# Tough (luck)!



## seitt

Hi

How can I translate, “Tough (luck)!”?

It’s used to express a complete lack of sympathy with someone’s misfortune. For example, somebody who is trying to rob you falls over and breaks his arm.
Would-be burglar: Help me!
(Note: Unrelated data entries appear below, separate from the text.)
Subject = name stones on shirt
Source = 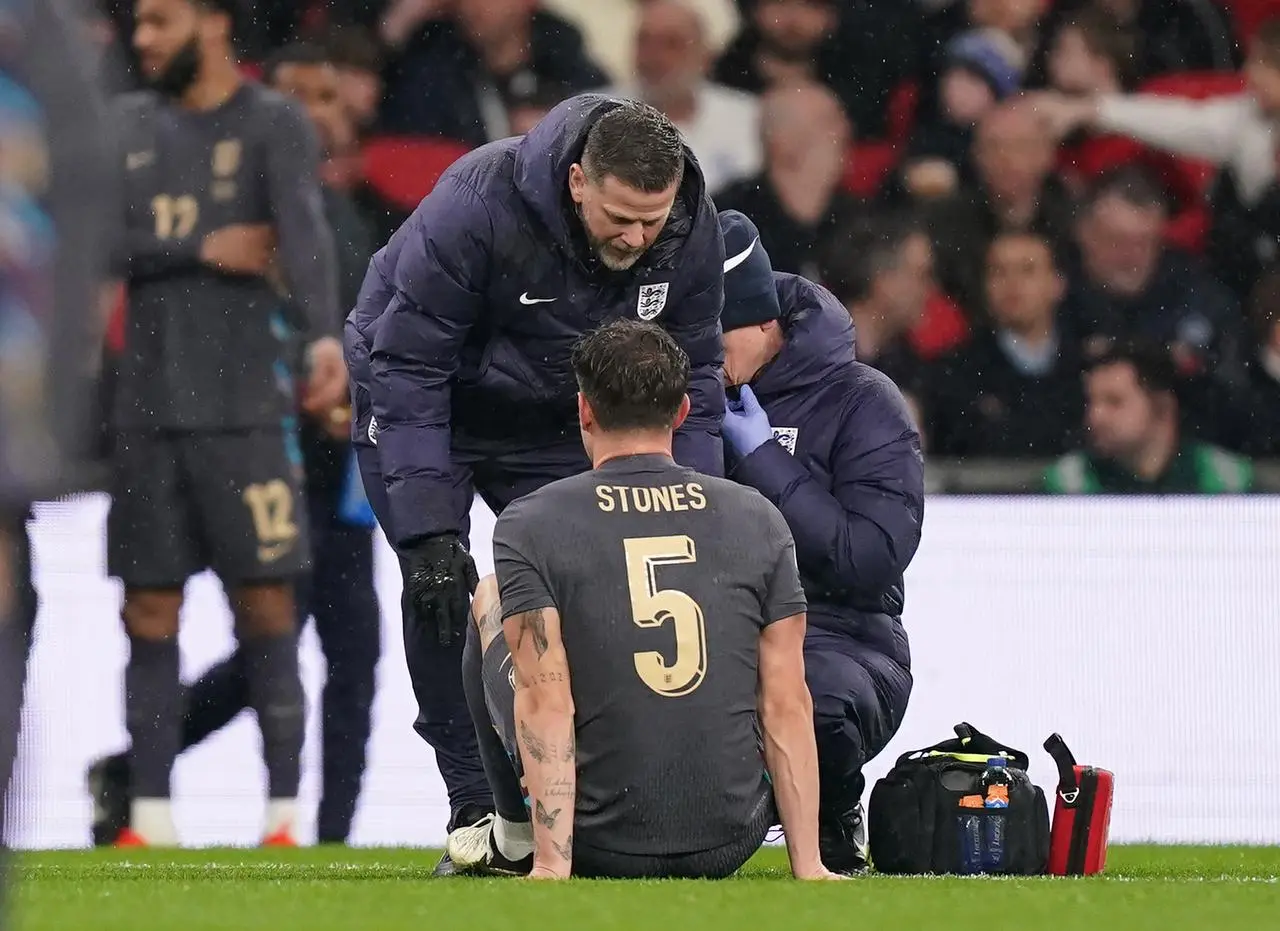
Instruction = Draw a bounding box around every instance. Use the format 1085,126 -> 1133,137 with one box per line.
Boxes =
595,482 -> 707,514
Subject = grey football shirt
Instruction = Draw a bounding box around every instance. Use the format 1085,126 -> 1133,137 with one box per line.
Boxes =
494,456 -> 805,855
114,82 -> 339,430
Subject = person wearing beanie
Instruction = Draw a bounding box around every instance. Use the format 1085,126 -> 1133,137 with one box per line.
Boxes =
719,210 -> 924,873
891,29 -> 1023,200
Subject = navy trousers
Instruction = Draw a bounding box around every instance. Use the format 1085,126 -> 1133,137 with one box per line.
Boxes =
356,437 -> 591,812
804,621 -> 911,820
183,487 -> 381,844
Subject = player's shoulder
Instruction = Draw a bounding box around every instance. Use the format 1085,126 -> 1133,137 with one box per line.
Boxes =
110,90 -> 164,119
244,81 -> 306,125
494,471 -> 595,534
440,137 -> 520,204
690,471 -> 786,533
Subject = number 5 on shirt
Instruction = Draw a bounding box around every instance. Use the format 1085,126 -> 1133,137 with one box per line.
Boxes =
622,535 -> 707,698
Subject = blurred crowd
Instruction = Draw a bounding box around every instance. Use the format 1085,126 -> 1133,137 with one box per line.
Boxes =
77,0 -> 1280,490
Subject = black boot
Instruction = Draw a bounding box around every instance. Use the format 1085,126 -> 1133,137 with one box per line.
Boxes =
818,803 -> 867,876
86,753 -> 132,846
431,806 -> 492,876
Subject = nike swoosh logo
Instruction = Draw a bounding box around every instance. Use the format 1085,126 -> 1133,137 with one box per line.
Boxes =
724,236 -> 760,274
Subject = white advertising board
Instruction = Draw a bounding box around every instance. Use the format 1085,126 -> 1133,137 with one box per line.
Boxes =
12,497 -> 1280,848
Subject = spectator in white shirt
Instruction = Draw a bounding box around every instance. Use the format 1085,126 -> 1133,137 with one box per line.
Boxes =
605,0 -> 762,193
1033,17 -> 1280,296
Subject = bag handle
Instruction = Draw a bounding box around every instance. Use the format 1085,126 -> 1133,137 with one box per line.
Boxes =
1044,733 -> 1080,806
897,721 -> 1030,771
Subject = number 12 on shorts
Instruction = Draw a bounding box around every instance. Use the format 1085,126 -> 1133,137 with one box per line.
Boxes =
622,534 -> 707,698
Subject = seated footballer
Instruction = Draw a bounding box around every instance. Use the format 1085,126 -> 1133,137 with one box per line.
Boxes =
448,320 -> 840,878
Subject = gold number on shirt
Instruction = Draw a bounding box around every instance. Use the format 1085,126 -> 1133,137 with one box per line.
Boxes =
243,479 -> 298,546
622,535 -> 707,698
151,193 -> 200,239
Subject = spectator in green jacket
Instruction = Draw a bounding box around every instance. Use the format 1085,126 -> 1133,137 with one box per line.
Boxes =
1044,344 -> 1253,494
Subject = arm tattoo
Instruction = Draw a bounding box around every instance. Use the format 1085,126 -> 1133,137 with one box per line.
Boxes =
516,608 -> 550,660
552,834 -> 573,859
534,799 -> 563,830
543,779 -> 576,798
520,721 -> 548,763
480,601 -> 502,645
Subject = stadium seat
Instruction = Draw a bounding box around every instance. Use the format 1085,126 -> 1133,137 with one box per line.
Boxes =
908,291 -> 969,361
884,81 -> 920,146
840,81 -> 920,198
1138,72 -> 1244,100
361,136 -> 470,210
1224,0 -> 1280,44
1121,72 -> 1244,252
840,142 -> 897,198
1057,136 -> 1215,254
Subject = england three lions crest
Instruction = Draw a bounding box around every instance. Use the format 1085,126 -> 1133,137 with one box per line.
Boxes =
636,282 -> 671,323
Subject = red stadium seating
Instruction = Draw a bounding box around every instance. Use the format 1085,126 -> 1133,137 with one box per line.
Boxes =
908,291 -> 969,361
1138,72 -> 1244,100
840,81 -> 920,197
1224,0 -> 1280,44
1138,72 -> 1244,251
361,136 -> 470,210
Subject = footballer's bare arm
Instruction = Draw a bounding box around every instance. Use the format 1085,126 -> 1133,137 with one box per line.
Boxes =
502,607 -> 577,878
758,615 -> 840,880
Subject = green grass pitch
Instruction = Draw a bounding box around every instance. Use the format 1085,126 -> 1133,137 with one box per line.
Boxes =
14,846 -> 1280,931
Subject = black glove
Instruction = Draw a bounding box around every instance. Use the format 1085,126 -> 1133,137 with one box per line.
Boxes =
404,533 -> 480,647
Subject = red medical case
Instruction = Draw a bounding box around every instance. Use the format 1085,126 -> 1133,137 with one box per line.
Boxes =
1044,734 -> 1115,876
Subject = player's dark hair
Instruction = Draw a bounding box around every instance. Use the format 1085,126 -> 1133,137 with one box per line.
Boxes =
321,26 -> 384,74
191,0 -> 244,35
581,100 -> 685,193
1080,165 -> 1169,213
818,213 -> 924,302
1084,341 -> 1178,394
1249,17 -> 1280,68
987,228 -> 1065,271
572,320 -> 689,432
262,42 -> 333,85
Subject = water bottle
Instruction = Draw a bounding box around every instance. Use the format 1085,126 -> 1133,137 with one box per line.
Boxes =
982,757 -> 1012,873
956,795 -> 983,875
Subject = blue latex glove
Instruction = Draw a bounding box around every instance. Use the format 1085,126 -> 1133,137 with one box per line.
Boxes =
721,384 -> 773,458
338,449 -> 378,530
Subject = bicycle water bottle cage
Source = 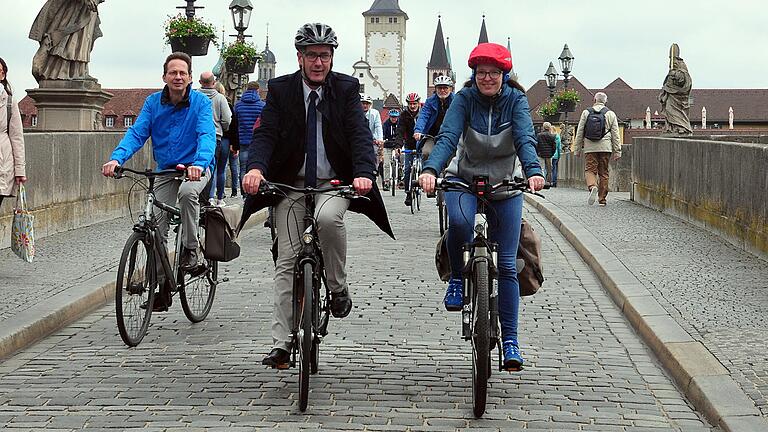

My arm really hurts!
You: Tough (luck)!

Many thanks

Simon


----------



## ancalimon

şanssızlık! (unluckiness)

Edit: I can not think of anything that would express lack of sympathy though.


----------



## shafaq

seitt said:


> Hi
> There are several ways to sond it and here are some of them:
> 
> Geber!
> Gebere kalaydın!
> Gebere kalasın!
> Beter ol!
> Oh olsun!
> Ofucum olsun! (collquial&childish)
> Oh! İyi olmuş!


----------



## ancalimon

shafaq said:


> seitt said:
> 
> 
> 
> Hi
> There are several ways to sond it and here are some of them:
> 
> Geber!
> Gebere kalaydın!
> Gebere kalasın!
> Beter ol!
> Oh olsun!
> Ofucum olsun! (collquial&childish)
> Oh! İyi olmuş!
> 
> 
> 
> 
> But none of these are sarcastic
> 
> The closest way to express sarcasm would be to say something like this to the thief:
> 
> Çay da demlememi ister misin? (Do you also want me to  steep the tea?
Click to expand...


----------



## Rallino

You can sarcastically say:
_Vah vah…
Aa kıyamam…
Yazık sana…
_


----------



## seitt

Many thanks, an excellent range!


----------



## limewedge

Yeah, I def agree with Rallino. Other options could be:

Kıyamam ben sana!
Canım ya...
Tüh tüh/Vah vah!


----------